2) le BCG suppure énormément ou très longtemps. Ce seront souvent des infections à répétition qui commenceront dès la fin de la suppuration : otites, angines, laryngites, etc.

Dans ces conditions, et dans la mesure où l’efficacité du BCG semble bien contestable, l’indication vaccinale me semble très réduite.

Relations médicamenteuses

D’un point de vue pratique, voici, séparés en deux groupes selon leur fréquence les principaux remèdes tuberculiniques :

  1. Calc-p., Carc., Lyc., Nat-m., Phos., Sep., Sil., Tuberculinum.
  2. Ars., Ferr., Iod., Kali-c., Nat-p.

Le traitement constitutionnel n’exclut évidemment pas le recours
à des remèdes aigus selon les circonstances, voici la liste des principaux remèdes rencontrés :

  1. Bell, Bry., Ign., Nux-v., Puls., Rhus-t.
  2. Abrot., Apis., Arum-t., Ferr-p.

Tuberculinum possède des rapports étroits avec Sulph.

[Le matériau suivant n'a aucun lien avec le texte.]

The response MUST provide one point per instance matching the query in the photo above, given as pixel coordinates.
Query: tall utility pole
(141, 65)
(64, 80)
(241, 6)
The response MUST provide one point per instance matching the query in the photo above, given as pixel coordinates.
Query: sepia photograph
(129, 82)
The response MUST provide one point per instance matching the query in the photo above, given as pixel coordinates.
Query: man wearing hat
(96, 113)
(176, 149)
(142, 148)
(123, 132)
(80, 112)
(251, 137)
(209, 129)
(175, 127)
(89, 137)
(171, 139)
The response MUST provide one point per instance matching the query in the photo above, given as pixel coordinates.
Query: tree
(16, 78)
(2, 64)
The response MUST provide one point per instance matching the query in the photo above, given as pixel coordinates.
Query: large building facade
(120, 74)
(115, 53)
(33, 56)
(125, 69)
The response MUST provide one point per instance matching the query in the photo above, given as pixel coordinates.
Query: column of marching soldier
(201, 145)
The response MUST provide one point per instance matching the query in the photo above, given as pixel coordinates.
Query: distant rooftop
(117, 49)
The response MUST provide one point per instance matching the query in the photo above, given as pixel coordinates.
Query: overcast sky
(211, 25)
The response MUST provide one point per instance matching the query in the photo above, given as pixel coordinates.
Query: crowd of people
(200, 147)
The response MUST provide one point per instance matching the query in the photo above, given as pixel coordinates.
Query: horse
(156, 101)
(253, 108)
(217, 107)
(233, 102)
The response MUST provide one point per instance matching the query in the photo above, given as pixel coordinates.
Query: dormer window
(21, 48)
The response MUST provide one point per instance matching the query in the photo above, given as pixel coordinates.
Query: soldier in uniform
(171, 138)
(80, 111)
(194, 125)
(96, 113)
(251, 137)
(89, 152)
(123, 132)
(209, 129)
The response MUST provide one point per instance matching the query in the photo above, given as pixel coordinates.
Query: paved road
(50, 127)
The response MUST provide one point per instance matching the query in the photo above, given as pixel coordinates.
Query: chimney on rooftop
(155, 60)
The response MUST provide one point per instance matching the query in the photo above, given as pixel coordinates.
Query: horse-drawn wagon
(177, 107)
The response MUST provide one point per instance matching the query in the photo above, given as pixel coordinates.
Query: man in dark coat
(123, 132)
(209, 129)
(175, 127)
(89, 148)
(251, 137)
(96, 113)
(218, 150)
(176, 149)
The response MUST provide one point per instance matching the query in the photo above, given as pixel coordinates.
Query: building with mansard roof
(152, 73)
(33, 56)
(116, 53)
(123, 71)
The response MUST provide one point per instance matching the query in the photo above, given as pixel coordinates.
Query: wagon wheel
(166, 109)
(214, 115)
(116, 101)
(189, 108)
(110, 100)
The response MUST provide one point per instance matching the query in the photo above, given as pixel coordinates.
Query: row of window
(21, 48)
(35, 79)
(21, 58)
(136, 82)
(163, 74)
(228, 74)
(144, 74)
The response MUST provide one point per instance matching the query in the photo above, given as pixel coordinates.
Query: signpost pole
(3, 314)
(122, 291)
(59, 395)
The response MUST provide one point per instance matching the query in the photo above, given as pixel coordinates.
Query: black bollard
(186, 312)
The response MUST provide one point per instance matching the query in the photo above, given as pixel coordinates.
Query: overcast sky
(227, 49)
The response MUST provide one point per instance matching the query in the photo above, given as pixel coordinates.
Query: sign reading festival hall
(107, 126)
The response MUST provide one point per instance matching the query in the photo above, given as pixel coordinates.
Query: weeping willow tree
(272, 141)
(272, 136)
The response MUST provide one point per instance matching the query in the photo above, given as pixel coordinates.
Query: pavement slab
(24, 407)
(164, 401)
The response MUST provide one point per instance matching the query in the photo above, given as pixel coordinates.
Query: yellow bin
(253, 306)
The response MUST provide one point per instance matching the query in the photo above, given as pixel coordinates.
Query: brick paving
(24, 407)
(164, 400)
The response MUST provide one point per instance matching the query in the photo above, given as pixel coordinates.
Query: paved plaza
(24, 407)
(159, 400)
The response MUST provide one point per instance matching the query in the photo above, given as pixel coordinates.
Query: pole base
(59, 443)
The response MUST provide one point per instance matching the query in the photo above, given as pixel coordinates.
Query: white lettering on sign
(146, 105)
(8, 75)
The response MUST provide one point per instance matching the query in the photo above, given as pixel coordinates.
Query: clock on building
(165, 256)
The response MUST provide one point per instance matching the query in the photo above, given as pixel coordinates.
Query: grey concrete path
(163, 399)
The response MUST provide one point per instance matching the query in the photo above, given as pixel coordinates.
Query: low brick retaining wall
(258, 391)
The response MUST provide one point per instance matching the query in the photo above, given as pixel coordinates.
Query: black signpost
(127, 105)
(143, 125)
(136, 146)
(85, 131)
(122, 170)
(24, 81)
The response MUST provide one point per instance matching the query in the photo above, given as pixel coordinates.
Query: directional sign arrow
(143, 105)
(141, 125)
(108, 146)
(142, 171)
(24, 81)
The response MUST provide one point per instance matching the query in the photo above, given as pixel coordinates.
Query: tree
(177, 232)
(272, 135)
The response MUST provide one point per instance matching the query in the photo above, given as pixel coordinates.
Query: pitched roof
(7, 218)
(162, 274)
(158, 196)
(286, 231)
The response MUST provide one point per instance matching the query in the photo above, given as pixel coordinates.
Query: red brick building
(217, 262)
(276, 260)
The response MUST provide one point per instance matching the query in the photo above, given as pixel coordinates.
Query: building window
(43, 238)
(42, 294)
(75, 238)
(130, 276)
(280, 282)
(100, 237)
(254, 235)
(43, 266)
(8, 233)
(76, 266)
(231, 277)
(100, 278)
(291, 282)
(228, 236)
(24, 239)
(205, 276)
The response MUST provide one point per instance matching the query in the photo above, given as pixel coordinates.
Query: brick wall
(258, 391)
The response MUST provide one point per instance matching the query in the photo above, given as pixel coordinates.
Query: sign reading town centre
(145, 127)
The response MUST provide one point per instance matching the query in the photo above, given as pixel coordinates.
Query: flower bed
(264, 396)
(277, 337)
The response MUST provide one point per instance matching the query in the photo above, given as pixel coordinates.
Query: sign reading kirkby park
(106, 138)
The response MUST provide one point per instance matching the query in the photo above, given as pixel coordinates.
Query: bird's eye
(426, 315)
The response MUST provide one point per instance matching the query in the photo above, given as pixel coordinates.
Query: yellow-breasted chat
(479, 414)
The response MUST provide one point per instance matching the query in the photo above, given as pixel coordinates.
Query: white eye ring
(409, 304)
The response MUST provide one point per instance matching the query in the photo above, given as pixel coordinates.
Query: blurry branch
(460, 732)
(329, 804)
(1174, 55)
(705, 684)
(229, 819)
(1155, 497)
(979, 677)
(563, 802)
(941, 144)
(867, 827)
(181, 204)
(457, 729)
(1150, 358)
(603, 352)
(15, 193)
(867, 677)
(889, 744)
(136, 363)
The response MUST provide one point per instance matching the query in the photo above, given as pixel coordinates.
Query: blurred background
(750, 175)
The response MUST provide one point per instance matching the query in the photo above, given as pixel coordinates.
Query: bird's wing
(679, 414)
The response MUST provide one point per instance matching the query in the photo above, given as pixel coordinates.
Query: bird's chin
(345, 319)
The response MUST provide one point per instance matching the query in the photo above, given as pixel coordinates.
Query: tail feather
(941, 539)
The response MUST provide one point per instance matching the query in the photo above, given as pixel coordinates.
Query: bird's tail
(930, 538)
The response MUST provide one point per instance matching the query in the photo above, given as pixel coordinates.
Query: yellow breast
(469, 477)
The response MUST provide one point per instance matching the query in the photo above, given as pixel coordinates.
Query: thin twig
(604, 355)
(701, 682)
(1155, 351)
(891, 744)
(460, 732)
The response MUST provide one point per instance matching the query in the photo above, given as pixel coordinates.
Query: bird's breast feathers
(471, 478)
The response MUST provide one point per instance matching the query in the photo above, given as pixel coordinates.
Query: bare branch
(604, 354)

Ces deux remèdes se complètent mutuellement.

Sources

Outre PcKent et le Répertoire de Kent (seconde édition française), j’ai utilisé les ouvrages suivants :

Allen, H.C : Symptômes clés.

Hering : Encyclopédie.

Hodiamont : Les venins, nosodes.

Kent : Lectures of Materia Medica.

Lamothe : homéopathie pédiatrique.

Vermeulen : Synoptic Materia Medica.